Jak w temacie ;-)
Ja na mojej klawie w laptopie "osiągam" 430 znaków na minutę, a na takiej "standardowej" około 320 - 360 znaków na minutę. (Sprawdiłem w "Mistrz Klawiatury II").
A jak wy szybko piszecie ?
Jak w temacie ;-)
Ja na mojej klawie w laptopie "osiągam" 430 znaków na minutę, a na takiej "standardowej" około 320 - 360 znaków na minutę. (Sprawdiłem w "Mistrz Klawiatury II").
A jak wy szybko piszecie ?
Patrzę nazwa tematu - myślę polaczek ;) A jednak nie.
Sprawdziłem w tym samym programie - osiągam na swojej klawiaturze marne 250 zn/min. Trochę spowalnia to że muszę albo co chwilę zaglądać na ekran albo pisać bez patrzenia co jest trudniejsze.
Ale i tak twoje osiągi biją mnie na głowę ;)
Nie liczy się ilość tylko jakość...
Mi się udało na nes'ie N znaków osiągnąć ;)
@msm:
Osiągam taką szybkość, ponieważ nie patrze na klawiaturę ;-)
@Świętowit:
E...Jak rozumiesz "jakość" ?
IMO ta szybkość przydaje się najbardziej przy pisaniu stosunkowo bezmyślnych rzeczy. Np. postów na forum :P albo większości maili. Może po prostu jestem głupi, ale w przypadku pisania czegoś, co ma mieć wyższą jakość (artykuł lub... kod) to wyraźnie więcej czasu zajmuje mi myślenie (a przynajmniej udawanie tej czynności), a nie samo klepanie łapami w klawiaturę.
Może Świętowit do tego właśnie nawiązywał, mniej-więcej.
Dokładność, ilość popełnianych błędów.
Oczywiście jeżeli sprowadzimy pisanie do czynności czysto mechanicznej.
@Świętowit:
Ale jakie błędy masz na myśli?

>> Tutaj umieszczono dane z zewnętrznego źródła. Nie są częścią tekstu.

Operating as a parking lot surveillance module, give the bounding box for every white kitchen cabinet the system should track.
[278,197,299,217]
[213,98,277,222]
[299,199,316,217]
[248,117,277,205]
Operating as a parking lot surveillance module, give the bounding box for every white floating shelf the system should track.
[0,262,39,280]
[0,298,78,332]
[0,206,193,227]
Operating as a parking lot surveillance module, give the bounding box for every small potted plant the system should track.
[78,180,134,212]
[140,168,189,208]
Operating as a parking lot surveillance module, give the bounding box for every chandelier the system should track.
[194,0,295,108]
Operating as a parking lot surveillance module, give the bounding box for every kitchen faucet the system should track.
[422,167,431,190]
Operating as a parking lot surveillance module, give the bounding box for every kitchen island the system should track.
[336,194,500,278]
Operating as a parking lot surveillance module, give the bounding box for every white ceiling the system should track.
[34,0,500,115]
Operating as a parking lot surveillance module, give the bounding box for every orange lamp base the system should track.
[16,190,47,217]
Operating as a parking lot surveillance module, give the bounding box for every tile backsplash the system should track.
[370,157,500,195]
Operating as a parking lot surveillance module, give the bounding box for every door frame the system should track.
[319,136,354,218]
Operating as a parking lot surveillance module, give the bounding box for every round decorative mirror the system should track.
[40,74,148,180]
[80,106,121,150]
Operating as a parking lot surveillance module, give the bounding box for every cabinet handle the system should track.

Literówki? To akurat programy mierzące prędkość PRZEPISYWANIA (bo nie tyle "pisania") tekstu potrafią uwzględniać.
Nie wiem, nie bawiłem się takimi rzeczami. Nie widzę sensu podniecania się ilością wdepniętych klawiszy na minutę, co najwyżej jako sposób podbudowania ego u niektórych. To najmniej znaczący czynnik przy pracy z komputerem, zakładając oczywiście jakąś minimalną biegłość w pisaniu. Co będzie następne - liczenie ilości kliknięć na sekundę?
liczenie ilości kliknięć na sekundę?
He he...ile kliknięć na sekundę masz ;-P
No wiadomo, że nie wali się bezmyślnie w klawiaturę, ale szare komórki pracują, to nie jest tak, że walę w klawę, a potem myślę co się stanie. Najpierw myślę, a to że szybko myślę i "mam klawiaturę w głowie", oznacza, że mogę szybciej pisać.